16.	DataParallel layers(multi-GPU, distributed)
	1) torch.nn.DataParallel	It is used to implement data parallelism at the module level.
	2) torch.nn.DistributedDataParallel	It is used to implement distributed data parallelism, which is based on the torch.distributed package at the module level.
	3) torch.nn.DistributedDataParallelCPU	It is used to implement distributed data parallelism for the CPU at the module level.
17.	Utilities
	1) torch.nn.clip_grad_norm_	It is used to clip the gradient norm of an iterable of parameters.
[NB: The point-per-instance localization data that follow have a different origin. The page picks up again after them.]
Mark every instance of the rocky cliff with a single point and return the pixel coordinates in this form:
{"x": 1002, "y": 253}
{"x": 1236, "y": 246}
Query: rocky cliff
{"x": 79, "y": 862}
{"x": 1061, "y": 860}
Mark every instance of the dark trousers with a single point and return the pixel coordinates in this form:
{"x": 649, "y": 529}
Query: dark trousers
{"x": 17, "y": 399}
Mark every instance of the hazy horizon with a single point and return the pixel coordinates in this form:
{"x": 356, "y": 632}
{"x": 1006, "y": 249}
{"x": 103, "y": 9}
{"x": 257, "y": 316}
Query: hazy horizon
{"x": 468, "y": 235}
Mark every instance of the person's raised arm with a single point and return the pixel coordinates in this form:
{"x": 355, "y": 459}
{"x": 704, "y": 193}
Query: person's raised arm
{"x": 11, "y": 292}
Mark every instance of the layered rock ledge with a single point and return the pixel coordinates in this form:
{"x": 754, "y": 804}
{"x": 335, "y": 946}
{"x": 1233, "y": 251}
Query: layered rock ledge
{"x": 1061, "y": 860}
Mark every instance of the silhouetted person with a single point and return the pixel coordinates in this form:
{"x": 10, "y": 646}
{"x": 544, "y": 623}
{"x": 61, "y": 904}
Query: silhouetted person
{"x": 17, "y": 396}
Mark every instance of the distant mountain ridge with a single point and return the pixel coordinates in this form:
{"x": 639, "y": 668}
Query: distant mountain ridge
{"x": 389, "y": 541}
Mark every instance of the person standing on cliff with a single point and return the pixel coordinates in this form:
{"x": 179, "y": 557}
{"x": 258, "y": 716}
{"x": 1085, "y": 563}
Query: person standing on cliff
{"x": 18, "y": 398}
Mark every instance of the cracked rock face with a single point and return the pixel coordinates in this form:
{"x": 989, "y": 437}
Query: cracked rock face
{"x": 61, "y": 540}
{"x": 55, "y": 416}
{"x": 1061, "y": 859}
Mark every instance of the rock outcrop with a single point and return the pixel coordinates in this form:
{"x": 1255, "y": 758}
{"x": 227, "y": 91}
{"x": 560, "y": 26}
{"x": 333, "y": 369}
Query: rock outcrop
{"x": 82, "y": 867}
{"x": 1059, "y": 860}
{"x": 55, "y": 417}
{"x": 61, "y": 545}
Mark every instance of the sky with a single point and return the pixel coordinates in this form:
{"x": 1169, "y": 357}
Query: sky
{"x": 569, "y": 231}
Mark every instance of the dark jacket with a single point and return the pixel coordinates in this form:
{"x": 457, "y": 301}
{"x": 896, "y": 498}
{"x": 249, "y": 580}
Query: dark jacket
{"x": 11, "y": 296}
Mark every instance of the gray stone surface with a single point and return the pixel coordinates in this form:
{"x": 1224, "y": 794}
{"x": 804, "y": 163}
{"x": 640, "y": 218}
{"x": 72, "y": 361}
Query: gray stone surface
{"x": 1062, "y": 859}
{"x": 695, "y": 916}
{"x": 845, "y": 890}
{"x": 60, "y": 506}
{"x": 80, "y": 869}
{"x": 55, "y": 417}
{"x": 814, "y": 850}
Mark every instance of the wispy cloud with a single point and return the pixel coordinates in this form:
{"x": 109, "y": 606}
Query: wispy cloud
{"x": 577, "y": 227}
	2) torch.nn.clip_grad_value_	It is used to clip the gradient norm of an iterable of parameters at the specified value.
	3) torch.nn.parameters_to_vector	It is used to convert parameters to one vector.
	4) torch.nn.vector_to_parameters	It is used to convert one vector to the parameters.
	5) torch.nn.weight_norm	It is used to apply weight normalization to a parameter in the given module.
	6) torch.nn.remove_weight_norm	It is used to remove the weight normalization and re-parameterization from a module.
	7) torch.nn.spectral_norm	It is used to apply spectral normalization to a parameter in the given module.
	8) torch.nn.PackedSequence	It will use to hold the data and list of batch_sizes of a packed sequence.
	9) torch.nn.pack_padded_sequence	It is used to pack a Tensor containing padded sequences of variable length.
	10) torch.nn.pad_packed_sequence	It is used to pads a packed batch of variable-length sequences.
	11) torch.nn.pad_sequence	It is used to pad a list of variable length Tensors with padding value.
	12) torch.nn.pack_sequence	It is used to packs a list of variable length Tensors
	13) torch.nn.remove_spectral_norm	It is used to removes the spectral normalization and re-parameterization from a module.